Ce que je sais de Vera Candida, Véronique Ovaldé (Rentrée littéraire 2009)
"[...] N'oublie jamais ta colère. Et si la colère s'effaçait en faveur d'un sentiment plus confus et plus paralysant comme la culpabilité alors il fallait la réactiver, et quel meilleur moyen que de se planter devant le miroir de la chambre, soulever son maillot et compter les traces laissées par le si grand amour mal exprimé de Violette Bustamente. Dans ces moments-là Vera Candida se collait au miroir pour sentir la fraîcheur d'hiver sur sa peau puis elle soufflait pour créer de la buée et dessiner sur la surface si lisse des formes rondes, des spirales et des volutes. Elle remontait ses cheveux et touchait la balafre blanche et soyeuse qu'elle avait sous l'oreille puis elle remettait sa chevelure en place.
Ces cicatrices là, mon sucre, sont des étendards, disait grand-mère Rose. Au fond c'est un avantage toutes ces coutures bien visibles. Quand le mal qui t'est fait est seulement à l'intérieur (mais sache, ma princesse, qu'il peut être aussi taraudant et violent que des coups de poing), alors ne pas perdre de vue ta colère et ta juste rage demande un bien plus gros effort."

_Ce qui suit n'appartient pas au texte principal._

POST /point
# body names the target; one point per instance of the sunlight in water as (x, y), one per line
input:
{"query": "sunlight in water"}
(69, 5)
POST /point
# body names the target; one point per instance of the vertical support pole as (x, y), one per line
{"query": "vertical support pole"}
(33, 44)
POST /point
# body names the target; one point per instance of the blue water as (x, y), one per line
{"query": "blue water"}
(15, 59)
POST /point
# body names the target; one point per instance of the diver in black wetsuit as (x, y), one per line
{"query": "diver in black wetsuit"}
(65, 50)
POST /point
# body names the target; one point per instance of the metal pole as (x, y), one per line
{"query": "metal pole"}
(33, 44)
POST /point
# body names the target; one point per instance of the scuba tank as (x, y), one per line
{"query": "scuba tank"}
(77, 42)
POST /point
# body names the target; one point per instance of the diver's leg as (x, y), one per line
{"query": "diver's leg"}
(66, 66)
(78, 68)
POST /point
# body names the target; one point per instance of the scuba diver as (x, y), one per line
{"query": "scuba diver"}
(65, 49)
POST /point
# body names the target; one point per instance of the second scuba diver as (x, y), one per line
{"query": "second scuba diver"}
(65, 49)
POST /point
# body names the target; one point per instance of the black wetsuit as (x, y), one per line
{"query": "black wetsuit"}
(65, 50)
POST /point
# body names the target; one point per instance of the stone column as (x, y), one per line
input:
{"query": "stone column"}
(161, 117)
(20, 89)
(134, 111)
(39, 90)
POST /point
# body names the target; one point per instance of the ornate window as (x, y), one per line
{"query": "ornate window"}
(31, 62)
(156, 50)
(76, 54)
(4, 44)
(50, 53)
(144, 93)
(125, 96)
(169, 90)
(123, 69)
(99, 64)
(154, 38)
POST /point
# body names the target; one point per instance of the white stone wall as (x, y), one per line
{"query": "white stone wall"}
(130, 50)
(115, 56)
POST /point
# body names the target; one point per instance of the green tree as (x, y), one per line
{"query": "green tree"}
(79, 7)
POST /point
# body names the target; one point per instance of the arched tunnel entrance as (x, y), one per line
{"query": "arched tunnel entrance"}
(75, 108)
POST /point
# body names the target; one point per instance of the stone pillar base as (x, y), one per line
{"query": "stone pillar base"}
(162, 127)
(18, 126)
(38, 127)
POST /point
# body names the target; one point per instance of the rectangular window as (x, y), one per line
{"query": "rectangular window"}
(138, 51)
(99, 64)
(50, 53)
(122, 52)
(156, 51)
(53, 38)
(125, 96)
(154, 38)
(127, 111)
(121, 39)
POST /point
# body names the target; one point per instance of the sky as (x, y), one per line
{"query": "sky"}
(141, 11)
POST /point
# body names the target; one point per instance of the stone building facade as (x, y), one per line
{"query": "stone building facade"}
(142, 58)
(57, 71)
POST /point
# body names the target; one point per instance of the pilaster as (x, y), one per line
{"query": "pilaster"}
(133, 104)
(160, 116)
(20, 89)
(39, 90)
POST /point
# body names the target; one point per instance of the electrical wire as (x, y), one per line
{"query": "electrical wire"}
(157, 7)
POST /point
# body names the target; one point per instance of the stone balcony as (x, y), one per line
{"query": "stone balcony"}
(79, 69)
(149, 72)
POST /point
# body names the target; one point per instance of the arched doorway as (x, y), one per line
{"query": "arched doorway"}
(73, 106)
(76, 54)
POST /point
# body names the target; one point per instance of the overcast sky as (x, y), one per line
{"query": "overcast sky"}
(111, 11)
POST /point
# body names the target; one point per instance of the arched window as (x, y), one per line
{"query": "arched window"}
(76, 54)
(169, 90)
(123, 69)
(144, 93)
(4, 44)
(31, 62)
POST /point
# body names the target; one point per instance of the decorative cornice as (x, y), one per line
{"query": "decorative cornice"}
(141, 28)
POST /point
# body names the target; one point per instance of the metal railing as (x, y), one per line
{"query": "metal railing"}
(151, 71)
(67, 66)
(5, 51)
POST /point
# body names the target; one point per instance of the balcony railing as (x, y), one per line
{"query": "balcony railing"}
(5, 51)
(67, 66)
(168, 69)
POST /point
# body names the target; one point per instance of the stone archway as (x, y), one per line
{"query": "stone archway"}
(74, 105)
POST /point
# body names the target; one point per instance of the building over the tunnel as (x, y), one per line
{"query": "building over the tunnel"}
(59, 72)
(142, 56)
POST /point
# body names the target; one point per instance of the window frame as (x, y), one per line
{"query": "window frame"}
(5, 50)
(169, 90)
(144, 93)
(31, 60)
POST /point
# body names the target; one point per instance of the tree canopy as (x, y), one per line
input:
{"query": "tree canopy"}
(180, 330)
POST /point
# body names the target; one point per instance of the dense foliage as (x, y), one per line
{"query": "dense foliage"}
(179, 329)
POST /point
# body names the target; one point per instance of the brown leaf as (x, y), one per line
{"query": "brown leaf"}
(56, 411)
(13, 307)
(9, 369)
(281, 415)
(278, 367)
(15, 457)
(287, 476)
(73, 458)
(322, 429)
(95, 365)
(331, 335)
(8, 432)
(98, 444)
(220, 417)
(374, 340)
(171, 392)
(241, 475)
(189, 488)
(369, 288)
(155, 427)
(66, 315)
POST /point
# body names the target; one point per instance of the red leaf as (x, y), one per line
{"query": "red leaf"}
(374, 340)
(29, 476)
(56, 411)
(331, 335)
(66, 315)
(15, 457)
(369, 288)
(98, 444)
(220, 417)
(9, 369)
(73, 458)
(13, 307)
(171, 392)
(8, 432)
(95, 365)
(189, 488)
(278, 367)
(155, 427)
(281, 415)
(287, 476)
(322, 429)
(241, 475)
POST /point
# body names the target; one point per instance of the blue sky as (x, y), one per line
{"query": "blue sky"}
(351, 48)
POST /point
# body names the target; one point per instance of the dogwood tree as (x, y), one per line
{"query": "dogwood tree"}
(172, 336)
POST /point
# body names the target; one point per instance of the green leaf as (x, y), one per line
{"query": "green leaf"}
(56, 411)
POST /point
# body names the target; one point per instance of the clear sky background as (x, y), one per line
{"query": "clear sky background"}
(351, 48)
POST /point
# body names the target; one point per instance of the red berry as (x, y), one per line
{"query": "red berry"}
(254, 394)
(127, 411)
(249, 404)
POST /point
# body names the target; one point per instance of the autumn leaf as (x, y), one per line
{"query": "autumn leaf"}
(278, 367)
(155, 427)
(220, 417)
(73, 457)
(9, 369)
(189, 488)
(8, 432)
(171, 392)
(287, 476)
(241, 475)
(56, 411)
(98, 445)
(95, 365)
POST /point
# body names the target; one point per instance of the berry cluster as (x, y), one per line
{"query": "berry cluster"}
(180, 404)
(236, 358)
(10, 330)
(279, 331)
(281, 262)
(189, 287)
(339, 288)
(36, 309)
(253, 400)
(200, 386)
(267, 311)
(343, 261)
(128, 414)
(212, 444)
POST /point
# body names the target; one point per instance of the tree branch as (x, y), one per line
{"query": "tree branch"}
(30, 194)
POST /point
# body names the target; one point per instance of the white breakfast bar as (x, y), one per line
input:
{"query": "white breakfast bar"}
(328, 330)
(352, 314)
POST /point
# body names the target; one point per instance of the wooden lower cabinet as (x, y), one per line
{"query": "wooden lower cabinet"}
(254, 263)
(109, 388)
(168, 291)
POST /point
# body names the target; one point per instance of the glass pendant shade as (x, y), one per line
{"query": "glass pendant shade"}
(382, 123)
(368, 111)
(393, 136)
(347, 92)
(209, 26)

Ce que je sais de Vera Candida est l'histoire d'une lignée de femmes.
En tout premier, il y a Rose, la grand-mère, ancienne prostituée, devenue experte en poissons volants, puis maîtresse de Jéronimo (inquiétant personnage oscillant entre l'iguane, le jetsetteur et le caïd) . Ensuite, il y a Violette, la fille de Rose, un peu spéciale, pas finie et bonne à rien, juste à courir les garçons et à donner naissance à une enfant, la troisième femme de ce roman, la seule à espérer enfin briser le destin qui semble planer sur leurs destinées à toutes, elle se nomme Vera Candida. En effet, cette dernière a l'impulsion juste de fuir l'île de Vatapuna, à quatorze ans, enceinte, lourde d'un secret inavouable. Elle atteint Lahomeria, livrée à elle-même puis recueillie dans un foyer alors qu'elle accouche de la quatrième fille du récit, Monica.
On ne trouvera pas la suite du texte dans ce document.